Doch sie sind programmiert: Allein die Einführung von Abschlußprüfungen in den zehnten Klassen, so Braasch, blockiere die Arbeit in den Schulen eine Woche lang. Bei den Abiturprüfungen führten veränderte Korrekturbedingungen zu 80 Stunden Mehrarbeit pro Fach. Und ab August müßten ältere LehrerInnen wieder ein bis zwei Wochenstunden mehr unterrichten, da die bisher für sie geltende Altersermäßigung entfällt.

Um dem Burn-out-Syndrom vorzubeugen, empfiehlt der Verband daher „Kürzungsmöglichkeiten“, die jeder Lehrer ganz individuell vornehmen kann. „Der Unterricht“, betonte Braasch, „soll darunter natürlich nicht leiden.“ LehrerInnen könnten etwa ihre Mitarbeit bei der Erstellung von Schulprogrammen verweigern. Sie könnten an ihrer Schule auf „Tage der offenen Tür“ verzichten, es ablehnen, die Computer oder die Physiksammlung zu betreuen, und sie könnten außerschulische Aktivitäten wie Theaterbesuche oder Klassenfeste reduzieren. Mehrtägige Klassenreisen könnten außerdem ganz entfallen.

„Ich leiste, was möglich ist“, lautet das Aktionsmotto, das LehrerInnen sich künftig per Sticker ans Revers heften können. „Mehr verlangen wir auch nicht“, kommentierte gestern Reiner Schmitz, stellvertretender Landesschulrat in der Schulbehörde. Dummerweise würde die Aktion die falschen bestrafen. Denn wenn Theaterbesuche reduziert würden, müßten darunter doch die SchülerInnen leiden.
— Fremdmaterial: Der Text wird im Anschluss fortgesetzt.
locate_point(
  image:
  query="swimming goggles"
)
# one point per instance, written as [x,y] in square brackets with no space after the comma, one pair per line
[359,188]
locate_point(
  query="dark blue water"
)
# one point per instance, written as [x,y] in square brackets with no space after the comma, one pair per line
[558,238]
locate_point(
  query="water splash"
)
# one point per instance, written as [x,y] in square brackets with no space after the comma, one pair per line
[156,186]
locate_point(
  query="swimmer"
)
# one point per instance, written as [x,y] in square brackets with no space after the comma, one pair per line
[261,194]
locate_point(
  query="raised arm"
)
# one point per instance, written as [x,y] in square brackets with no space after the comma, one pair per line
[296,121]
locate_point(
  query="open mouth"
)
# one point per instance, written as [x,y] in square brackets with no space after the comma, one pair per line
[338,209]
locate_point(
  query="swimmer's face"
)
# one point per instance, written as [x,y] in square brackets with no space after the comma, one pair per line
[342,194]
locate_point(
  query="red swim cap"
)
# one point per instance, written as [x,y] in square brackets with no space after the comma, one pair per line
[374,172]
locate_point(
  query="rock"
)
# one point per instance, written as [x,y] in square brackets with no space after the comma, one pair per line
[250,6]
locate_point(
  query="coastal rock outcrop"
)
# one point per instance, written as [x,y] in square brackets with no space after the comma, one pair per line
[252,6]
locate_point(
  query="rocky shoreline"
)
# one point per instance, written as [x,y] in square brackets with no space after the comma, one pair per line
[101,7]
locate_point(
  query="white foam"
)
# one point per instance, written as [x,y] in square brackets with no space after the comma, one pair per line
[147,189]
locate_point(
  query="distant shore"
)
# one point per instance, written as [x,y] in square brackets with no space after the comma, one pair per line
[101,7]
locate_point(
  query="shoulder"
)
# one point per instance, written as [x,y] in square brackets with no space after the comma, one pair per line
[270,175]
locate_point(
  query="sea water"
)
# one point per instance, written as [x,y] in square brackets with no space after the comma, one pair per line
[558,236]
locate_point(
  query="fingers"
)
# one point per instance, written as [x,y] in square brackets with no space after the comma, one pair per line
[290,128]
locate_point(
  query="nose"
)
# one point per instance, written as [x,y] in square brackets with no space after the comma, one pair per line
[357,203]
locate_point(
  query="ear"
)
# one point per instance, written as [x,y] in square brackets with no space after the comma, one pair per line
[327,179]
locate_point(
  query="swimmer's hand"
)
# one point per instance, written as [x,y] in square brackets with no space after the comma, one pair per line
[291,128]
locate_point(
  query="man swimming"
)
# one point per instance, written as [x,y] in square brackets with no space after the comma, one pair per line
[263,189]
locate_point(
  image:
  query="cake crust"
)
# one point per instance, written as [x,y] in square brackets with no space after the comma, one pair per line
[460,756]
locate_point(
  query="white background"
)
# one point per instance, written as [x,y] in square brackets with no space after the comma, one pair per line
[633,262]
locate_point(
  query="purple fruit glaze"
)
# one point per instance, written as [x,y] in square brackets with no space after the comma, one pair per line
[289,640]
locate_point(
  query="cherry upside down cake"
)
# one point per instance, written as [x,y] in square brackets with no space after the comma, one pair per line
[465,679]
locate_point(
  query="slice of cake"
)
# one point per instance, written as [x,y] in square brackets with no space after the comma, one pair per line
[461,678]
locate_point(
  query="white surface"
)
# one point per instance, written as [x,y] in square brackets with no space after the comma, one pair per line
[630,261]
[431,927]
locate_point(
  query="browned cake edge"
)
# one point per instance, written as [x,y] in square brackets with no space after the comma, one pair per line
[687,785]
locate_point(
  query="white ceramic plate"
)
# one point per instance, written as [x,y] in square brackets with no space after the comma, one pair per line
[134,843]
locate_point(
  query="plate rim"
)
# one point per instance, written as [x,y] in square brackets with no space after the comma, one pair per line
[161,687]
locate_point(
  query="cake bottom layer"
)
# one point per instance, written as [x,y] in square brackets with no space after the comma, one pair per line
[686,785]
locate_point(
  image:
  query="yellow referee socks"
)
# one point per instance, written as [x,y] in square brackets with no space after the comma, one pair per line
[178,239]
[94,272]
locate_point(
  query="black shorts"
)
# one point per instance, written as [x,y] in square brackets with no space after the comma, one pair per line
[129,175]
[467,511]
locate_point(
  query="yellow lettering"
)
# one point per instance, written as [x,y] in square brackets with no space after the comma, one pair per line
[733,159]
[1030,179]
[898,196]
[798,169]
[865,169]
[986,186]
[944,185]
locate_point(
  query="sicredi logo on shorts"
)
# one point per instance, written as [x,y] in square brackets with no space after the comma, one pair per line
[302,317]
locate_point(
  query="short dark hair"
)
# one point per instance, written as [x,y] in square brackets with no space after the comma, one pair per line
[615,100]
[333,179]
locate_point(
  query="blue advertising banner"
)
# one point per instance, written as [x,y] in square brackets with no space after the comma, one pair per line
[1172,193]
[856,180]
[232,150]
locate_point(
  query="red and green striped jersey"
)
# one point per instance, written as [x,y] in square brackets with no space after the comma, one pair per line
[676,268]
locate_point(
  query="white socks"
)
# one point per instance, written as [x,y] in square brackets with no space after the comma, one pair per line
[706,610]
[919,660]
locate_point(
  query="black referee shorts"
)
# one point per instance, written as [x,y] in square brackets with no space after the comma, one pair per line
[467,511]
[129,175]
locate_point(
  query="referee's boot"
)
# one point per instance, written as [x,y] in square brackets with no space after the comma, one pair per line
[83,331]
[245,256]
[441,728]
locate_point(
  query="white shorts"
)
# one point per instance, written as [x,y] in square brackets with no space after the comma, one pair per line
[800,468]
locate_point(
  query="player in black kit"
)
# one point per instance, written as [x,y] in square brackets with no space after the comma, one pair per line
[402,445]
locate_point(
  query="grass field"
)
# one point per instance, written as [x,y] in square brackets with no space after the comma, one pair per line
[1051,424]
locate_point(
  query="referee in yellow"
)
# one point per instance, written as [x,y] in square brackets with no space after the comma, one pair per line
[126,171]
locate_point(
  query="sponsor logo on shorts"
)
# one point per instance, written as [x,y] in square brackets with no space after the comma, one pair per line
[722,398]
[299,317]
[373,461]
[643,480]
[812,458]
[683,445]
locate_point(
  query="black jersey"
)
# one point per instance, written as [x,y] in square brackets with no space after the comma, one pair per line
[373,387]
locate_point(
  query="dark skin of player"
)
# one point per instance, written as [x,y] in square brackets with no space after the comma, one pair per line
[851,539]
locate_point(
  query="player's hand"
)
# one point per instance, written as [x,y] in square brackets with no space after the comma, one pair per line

Andere „Kürzungsempfehlungen“ des Lehrerverbands kann Schmitz gar nicht nachvollziehen: Zur Mitarbeit am Schulprogramm, einem Reformprojekt, das im neuen Schulgesetz verankert ist und mit dem sich jede Schule ein eigenes Profil erarbeiten soll, seien die LehrerInnen verpflichtet. Und auch die Betreuung von Physiksammlungen oder PC-Netzen gehöre zur Dienstpflicht. Fänden sich keine Freiwilligen, müsse der Schulleiter eben jemanden zu diesen Aufgaben verdonnern. „Insofern“, so Schmitz, „ist die Aktion eine Aufkündigung des Betriebsfriedens in den Schulen.“

Auch Hamburgs SchülerInnen sind nicht sonderlich angetan von der Aktion. „Was die Lehrer da vorhaben, ist für uns ein Schlag ins Gesicht“, meinte Steven Galling, Sprecher der SchülerInnenkammer. Die Vorschläge des Verbandes führten dazu, „daß Schule für Schüler noch unerträglicher wird, als es durch die hohen Sparauflagen ohnehin der Fall ist“.